Subsystems have internal parameters that regulate transition between
dormancy and activity, the relationship to other subsystems,
parameters that keep track of case distinctions and of levels of
uncertainty or ambiguity, and that decide on the level of confidence
with which they can influence cooperative decisions (Triesch, von der Malsburg,
1999). Subsystems have to decide autonomously whether their
application is warranted in a given situation, by recognizing relevant
patterns in the current state of other systems and the environment.
Pairs of subsystems must autonomously find out whether to pay
attention to each other and how to interpret the signals that are
exchanged, starting with general statistical observations and possibly
ending in the erection of structured interfaces.
Dynamics must inherently thrive to optimize processes in the sense of
reduction of malfunction, especially reducing internal and external
contradiction and frustration.

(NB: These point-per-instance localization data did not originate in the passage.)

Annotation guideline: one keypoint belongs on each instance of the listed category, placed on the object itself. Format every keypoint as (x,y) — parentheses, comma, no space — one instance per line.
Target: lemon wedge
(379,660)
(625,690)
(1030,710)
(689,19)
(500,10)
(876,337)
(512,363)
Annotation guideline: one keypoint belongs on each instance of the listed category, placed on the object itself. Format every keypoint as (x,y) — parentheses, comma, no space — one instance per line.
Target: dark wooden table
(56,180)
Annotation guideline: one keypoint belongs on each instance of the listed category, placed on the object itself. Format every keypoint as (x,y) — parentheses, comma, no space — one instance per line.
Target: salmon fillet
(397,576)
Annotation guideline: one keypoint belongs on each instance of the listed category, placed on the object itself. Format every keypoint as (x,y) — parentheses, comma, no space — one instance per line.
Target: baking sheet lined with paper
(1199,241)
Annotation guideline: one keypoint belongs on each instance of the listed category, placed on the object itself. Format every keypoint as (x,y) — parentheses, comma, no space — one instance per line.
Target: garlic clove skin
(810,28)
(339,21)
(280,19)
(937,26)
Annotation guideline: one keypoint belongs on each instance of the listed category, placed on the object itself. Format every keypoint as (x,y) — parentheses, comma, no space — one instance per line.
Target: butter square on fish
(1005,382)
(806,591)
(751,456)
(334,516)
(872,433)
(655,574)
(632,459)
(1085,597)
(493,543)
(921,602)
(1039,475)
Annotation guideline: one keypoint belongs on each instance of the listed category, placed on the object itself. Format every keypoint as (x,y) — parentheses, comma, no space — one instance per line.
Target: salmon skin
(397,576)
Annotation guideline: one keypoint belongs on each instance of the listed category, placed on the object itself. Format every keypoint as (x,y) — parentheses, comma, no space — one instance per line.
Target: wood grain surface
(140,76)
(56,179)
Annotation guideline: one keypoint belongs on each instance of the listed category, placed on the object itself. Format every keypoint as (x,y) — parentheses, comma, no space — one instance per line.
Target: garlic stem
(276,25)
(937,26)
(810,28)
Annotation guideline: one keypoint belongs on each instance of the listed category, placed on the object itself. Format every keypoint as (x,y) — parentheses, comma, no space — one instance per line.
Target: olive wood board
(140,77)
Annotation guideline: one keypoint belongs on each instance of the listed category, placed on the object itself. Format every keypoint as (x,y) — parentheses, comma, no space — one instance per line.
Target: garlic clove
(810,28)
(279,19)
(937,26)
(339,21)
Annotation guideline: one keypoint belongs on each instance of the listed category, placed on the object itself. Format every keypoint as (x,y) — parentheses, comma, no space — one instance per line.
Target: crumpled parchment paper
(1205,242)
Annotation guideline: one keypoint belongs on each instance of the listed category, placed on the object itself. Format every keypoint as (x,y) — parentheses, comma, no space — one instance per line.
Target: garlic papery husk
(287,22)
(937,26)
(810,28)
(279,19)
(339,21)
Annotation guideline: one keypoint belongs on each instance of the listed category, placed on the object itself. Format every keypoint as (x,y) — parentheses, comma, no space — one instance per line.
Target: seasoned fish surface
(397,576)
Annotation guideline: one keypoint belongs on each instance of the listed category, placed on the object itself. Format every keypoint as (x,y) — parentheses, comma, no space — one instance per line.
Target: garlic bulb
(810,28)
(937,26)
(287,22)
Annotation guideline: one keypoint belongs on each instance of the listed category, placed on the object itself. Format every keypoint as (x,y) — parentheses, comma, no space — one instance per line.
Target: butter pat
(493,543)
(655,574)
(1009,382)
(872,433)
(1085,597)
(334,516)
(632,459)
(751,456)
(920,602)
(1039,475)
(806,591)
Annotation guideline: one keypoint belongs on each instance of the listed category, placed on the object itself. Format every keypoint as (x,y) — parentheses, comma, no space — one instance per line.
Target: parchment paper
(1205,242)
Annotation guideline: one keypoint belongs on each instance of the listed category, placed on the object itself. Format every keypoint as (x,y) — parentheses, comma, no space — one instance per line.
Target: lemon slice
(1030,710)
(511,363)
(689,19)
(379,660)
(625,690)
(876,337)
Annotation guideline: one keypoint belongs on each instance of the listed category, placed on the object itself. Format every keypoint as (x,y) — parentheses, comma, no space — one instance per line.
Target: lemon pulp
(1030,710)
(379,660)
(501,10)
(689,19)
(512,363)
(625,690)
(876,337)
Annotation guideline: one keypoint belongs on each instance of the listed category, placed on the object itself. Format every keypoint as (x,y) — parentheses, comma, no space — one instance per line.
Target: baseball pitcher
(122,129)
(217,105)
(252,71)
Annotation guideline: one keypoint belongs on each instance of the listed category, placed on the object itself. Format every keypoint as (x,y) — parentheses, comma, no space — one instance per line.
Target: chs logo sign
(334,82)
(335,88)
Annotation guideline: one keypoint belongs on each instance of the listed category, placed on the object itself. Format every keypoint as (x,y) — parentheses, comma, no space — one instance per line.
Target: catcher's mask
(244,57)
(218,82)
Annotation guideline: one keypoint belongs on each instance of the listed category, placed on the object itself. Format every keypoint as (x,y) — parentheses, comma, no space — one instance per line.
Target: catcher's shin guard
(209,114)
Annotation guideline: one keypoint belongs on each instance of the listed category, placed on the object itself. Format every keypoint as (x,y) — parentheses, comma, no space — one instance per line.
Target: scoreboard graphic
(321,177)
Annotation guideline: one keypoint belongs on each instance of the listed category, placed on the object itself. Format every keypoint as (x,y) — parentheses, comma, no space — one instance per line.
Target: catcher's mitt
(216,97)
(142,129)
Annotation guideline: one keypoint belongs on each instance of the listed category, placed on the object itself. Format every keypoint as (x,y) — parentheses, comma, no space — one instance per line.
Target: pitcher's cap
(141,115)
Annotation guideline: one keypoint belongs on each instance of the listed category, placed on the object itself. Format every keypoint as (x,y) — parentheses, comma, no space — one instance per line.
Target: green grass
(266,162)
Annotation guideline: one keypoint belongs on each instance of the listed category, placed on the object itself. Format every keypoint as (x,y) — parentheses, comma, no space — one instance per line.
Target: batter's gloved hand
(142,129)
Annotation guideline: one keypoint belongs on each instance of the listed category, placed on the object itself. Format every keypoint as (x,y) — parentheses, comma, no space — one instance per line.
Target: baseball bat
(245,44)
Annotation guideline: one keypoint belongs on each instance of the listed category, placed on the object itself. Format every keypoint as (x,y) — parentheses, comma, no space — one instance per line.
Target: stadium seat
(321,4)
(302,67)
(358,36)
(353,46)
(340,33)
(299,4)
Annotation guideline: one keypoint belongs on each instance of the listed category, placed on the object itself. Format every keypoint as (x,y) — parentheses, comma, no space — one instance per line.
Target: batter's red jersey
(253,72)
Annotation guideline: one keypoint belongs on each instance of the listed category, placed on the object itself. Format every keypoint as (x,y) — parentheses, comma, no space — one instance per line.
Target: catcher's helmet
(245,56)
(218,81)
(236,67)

At each node where signals meet, individual
pathways must be optimized to predict the others as best they can. It is an
important scientific goal to find a quantitative measure that is to be
optimized by system operation on all time scales. The basic means to
approach desirable states is redundancy. The decisive measure is the
level of agreement reached by subsystems at common target nodes. Globally
consistent states are reached by self-organizaton. To speak in terms of a
methaphor, let molecules of a liquid be viewed as subsystems, their internal
parameters being position and orientation, their interactions having the
form of mutual forces. For each pair of molecules, mutual forces leave a
lot of uncertainty as to relative position, but in the process of
crystallization all these vague interactions intermesh in cooperative ways
to create a globally ordered, solid crystal. In an analogous fashion,
organic systems reach global certainty as a consistent meshwork of many
subsystems, although individually these may have started out with large
uncertainty.
While systems evolve and develop they generate new subsystems, often by
differentiation from less specific predecessors. Criteria for the
generation and differentiation of subsystems may be avoidance of duplication
of effort and achievement of division of labor, and at the same time,
utility for other subsystems. Examples for the process are the
differentiation of visual feature detectors
or the evolution or co-option of genes.